1, Helmholtz-Zeutrum Berlin für Materialien und Energie, Berlin, , Germany
2, Free University Berlin, Berlin, , Germany
4, University of Ulm, Ulm, , Germany
3, University of Stuttgart, Stuttgart, , Germany

Many of the states that participate in chemical reactions (e.g. heterogeneous catalysis) or that govern the performance of electronic devices (e.g., interface states of selective contacts of solar cells) have been studied using operando X-ray spectroscopy. Despite the success of X-ray-based techniques, their sensitivity is often not high enough to probe low concentration of such states (<ppm) at, for instance, semiconductor interfaces. Moreover, X-ray spectroscopy is not sensitive to the paramagnetic nature of the states involved in chemical reactions. A complementary spectroscopic technique, that can provide deeper insight into the chemical and electronic nature of above-mentioned states and processes, is electron paramagnetic resonance (EPR). Thanks to the unmatched specificity and its quantitative nature, EPR is amongst the most powerful spectroscopic techniques available today and is gaining significant attention in the research community as an analytical tool in life and materials science. In conventional EPR, the to-be-studied specimen is placed inside a microwave resonator and its paramagnetic states are brought into microwave resonance by sweeping an external magnetic field. Despite its analytical success, up to date only very few operando EPR experiments have been performed. The reason lies in the disadvantage of the resonator approach. It is extremely challenging to design the probe or the chemical reactor for an operando EPR experiment due to (a) the limited probing volume inside the cavity; (b) the reduction in sensitivity when metals or polar liquids are within the probing volume; (c) parasitic signals from the substrates; (d) the bulky nature of the experiment due to the required resonator and electromagnet.

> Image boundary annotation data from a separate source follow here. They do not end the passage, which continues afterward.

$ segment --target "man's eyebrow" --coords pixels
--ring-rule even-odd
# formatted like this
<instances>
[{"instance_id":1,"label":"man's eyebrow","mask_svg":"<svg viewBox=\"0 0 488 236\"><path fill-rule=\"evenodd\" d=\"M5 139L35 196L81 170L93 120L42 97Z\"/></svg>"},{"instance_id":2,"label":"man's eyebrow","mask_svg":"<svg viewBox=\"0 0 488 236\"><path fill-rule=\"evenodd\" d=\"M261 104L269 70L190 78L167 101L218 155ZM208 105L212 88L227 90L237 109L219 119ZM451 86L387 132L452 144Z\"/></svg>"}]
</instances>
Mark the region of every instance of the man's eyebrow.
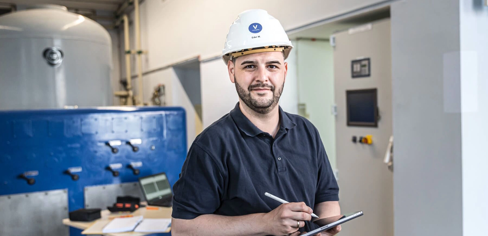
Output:
<instances>
[{"instance_id":1,"label":"man's eyebrow","mask_svg":"<svg viewBox=\"0 0 488 236\"><path fill-rule=\"evenodd\" d=\"M241 65L242 66L244 64L258 64L258 62L256 61L244 61L243 63L241 63Z\"/></svg>"},{"instance_id":2,"label":"man's eyebrow","mask_svg":"<svg viewBox=\"0 0 488 236\"><path fill-rule=\"evenodd\" d=\"M278 65L281 65L281 63L280 63L280 62L278 61L270 61L266 63L266 65L269 64L277 64Z\"/></svg>"}]
</instances>

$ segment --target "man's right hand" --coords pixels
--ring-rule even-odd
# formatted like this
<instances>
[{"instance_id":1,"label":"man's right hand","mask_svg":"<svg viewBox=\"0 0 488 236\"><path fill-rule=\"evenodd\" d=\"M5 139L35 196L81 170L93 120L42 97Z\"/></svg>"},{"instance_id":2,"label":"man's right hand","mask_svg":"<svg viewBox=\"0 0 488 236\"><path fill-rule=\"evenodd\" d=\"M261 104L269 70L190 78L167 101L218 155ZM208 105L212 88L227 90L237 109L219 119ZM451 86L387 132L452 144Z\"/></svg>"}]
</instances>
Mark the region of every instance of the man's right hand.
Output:
<instances>
[{"instance_id":1,"label":"man's right hand","mask_svg":"<svg viewBox=\"0 0 488 236\"><path fill-rule=\"evenodd\" d=\"M283 236L296 232L305 226L305 221L311 219L312 213L312 209L305 202L290 202L282 204L264 214L263 218L269 234ZM297 235L300 235L299 232L296 233L299 233Z\"/></svg>"}]
</instances>

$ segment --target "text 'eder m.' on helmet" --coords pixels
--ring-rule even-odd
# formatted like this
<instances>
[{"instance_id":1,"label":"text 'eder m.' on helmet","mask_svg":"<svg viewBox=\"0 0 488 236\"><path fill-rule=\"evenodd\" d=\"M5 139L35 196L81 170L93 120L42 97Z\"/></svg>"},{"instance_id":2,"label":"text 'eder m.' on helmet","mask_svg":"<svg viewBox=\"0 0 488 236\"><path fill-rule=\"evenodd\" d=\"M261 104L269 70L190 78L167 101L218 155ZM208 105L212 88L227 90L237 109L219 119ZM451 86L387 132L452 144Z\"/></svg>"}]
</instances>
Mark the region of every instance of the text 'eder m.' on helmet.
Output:
<instances>
[{"instance_id":1,"label":"text 'eder m.' on helmet","mask_svg":"<svg viewBox=\"0 0 488 236\"><path fill-rule=\"evenodd\" d=\"M278 20L262 9L244 11L229 28L222 59L264 52L283 52L288 57L293 47Z\"/></svg>"}]
</instances>

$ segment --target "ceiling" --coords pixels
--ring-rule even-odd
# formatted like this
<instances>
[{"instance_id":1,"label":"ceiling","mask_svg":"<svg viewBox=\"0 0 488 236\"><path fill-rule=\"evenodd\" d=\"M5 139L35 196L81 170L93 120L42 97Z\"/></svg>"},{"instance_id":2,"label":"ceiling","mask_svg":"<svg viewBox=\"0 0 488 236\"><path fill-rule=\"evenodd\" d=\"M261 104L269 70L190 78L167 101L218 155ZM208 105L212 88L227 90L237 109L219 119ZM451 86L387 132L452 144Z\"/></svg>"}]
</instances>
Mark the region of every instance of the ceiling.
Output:
<instances>
[{"instance_id":1,"label":"ceiling","mask_svg":"<svg viewBox=\"0 0 488 236\"><path fill-rule=\"evenodd\" d=\"M2 5L34 5L55 4L64 6L68 9L99 10L115 12L124 0L0 0Z\"/></svg>"},{"instance_id":2,"label":"ceiling","mask_svg":"<svg viewBox=\"0 0 488 236\"><path fill-rule=\"evenodd\" d=\"M288 35L290 39L301 38L328 39L331 35L368 22L390 17L389 7L385 7L351 17L305 29Z\"/></svg>"}]
</instances>

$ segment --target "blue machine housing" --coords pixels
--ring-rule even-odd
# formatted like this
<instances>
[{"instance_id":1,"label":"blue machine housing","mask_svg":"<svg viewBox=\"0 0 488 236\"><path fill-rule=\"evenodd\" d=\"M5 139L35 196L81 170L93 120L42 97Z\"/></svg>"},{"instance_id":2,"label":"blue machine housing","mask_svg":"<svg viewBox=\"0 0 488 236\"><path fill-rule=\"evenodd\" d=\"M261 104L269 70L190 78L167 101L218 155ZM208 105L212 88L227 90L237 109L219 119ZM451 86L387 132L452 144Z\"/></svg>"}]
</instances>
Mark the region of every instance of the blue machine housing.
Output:
<instances>
[{"instance_id":1,"label":"blue machine housing","mask_svg":"<svg viewBox=\"0 0 488 236\"><path fill-rule=\"evenodd\" d=\"M137 152L126 144L141 139ZM114 153L106 145L120 140ZM0 195L67 189L69 211L84 207L85 186L133 182L164 172L172 186L187 152L181 108L101 107L0 111ZM138 175L127 167L140 162ZM122 163L120 175L106 168ZM75 181L65 171L81 167ZM35 183L19 176L25 172ZM114 196L114 202L116 196ZM60 222L61 223L61 222ZM72 228L71 235L81 231Z\"/></svg>"}]
</instances>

In this lecture, we will present a novel EPR technique referred to as EPR-on-a-chip (EPRoC). EPRoC is no longer restricted by the boundary condition of a resonator and has a three order of magnitude higher spin sensitivity than conventional EPR. The EPRoC sensor is a single coil (or an array of coils) that is scaled-down in size to a few 10-100 µm, depending on application. The sensor and the microwave generating as well as detecting unit are integrated on a small, millimeter-sized silicon chip. Different from conventional EPR, EPRoC is carried out by sweeping the microwave frequency instead of the magnetic field. This enables operation with a constant magnetic field, which at X-band is established by a permanent magnet. Due to its simplicity and compactness, EPRoC can be incorporated in conventional growth reactors, (electro)chemical cells or even the endstation at an X-ray beamline. Here, we will review the recent success of operando EPRoC, discuss the detection principle and demonstrate its superior sensitivity. Finally, we will present first time-domain EPRoC results and a first operando experiment. The potential of EPRoC in combination with X-ray spectroscopy will be highlighted.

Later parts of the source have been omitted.